Jason,
How blinded by reality are you by the recent closing of a course that you loved?
I’m 100% blinded. I don’t know how golf survives when >75% of its courses may in the near future find the land they occupy to be worth double what even a successful course is worth as a business.
Jason,
Cost of maintenance goes up every time we insist on 7500 tees and retrofit the 6400 yard charmers that have become obsolete. Gas prices are higher, grass seed, fertilizer, etc are not going to go higher in the foreseeable future. Healthcare for workers - up 40-60% for the last 2-3 years (in the US). We have to pay this when we buy a round public or private.
• Cost of play goes hand in hand with the other increases above. I don't see it going down.
• Time to play - Another nice bonus we get when we retrofit or build 7500 courses. Double ditto for neighborhood courses where only a cart will get you around in 4.4 hours with three sub 10 handicaps.
On the other hand, eBay has made equipment much cheaper than 15 years ago, also Craigslist. Apparently costco has done the same. it's never been cheaper to join a private.
Competition has made public the cheapest it's ever been when compared to wages of the same time per decade. Too many courses per capita has kept costs in check. Geez, I just got a pair of Footboy Icon Black online for $119 no shipping, those are $290 shoes 12 months ago. TGW has made clothing dirt cheap.
I submit that golf has never been cheaper, but taken longer to play
Joe, you hit on a few of the factors that might be making this downturn in golf different from previous ones. In the past the game has ebbed and flowed with the economy. But as the economy has slowly recovered over the last 8 years, golf hasn’t really followed suit the way it has in the past. Some of that may be the result of slowness of this specific economic recovery and the way that it hasn’t necessarily improved things for the middle class, but I wonder if some of it has to do with the fact that the game has just outgrown its own practicality. Multi-piece balls and modern equipment require more length. More length means more acreage and more maintained turf. Expenditures are higher for a multitude of reasons, many of which you outline.
Meanwhile, all this evolution in the game hasn’t actually made for a better product, at least for 9/10 rounds played. Even with all the extra money spent on land acquisition, construction, conditioning, marketing, service, and amenities, a round of golf in 2016 isn’t appreciably more fun than a round of golf in 1990. I wasn’t around in 1950, but I doubt the game was any less fun then either.
The other thing that’s different now? We just have a lot more options when it comes to recreation. There’s a real opportunity cost in spending five hours on a golf course in 2016. Golf may not have improved in the last 65 years, but plenty of recreational options have while plenty of entirely new options have emerged as well. Golf, like every other recreational activity I can think of, has evolved fairly rapidly throughout the course of its history. For the last 30+ years, it has rapidly evolved in an unsustainable direction that hasn't made the game better. That trend can be reversed. I just don’t know if it will be reversed.

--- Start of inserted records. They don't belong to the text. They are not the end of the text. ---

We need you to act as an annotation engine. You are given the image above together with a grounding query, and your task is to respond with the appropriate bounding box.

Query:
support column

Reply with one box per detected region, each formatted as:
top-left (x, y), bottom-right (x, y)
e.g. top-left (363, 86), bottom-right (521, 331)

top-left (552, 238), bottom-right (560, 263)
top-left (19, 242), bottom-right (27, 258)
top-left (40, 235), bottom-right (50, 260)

To Tom Doak's final point in his last post, there are already people finding a profitable if unconventional path in the golf industry. I'm literally heading to Topgolf again as soon as I click Post. I started a thread about a month ago to rave about it and mostly being a trolling asshole, but there's a lot to be said for how their model eliminates a lot of the worst things about golf (searching for balls, time it takes to play, cost barrier to entry, cultural barrier to entry, embarrassment-at-lack-of-skill barrier to entry, waiting on other groups, cost of maintenance and water) while preserving a lot of the best things about it (the social element, the fun of hitting a ball with a stick, the opportunity to drink while playing a "sport"). Topgolf isn't golf and it isn't going to replace golf. But I have to believe people who find creative solutions to those same problems on real courses while preserving those same elements of fun will ultimately be rewarded for it.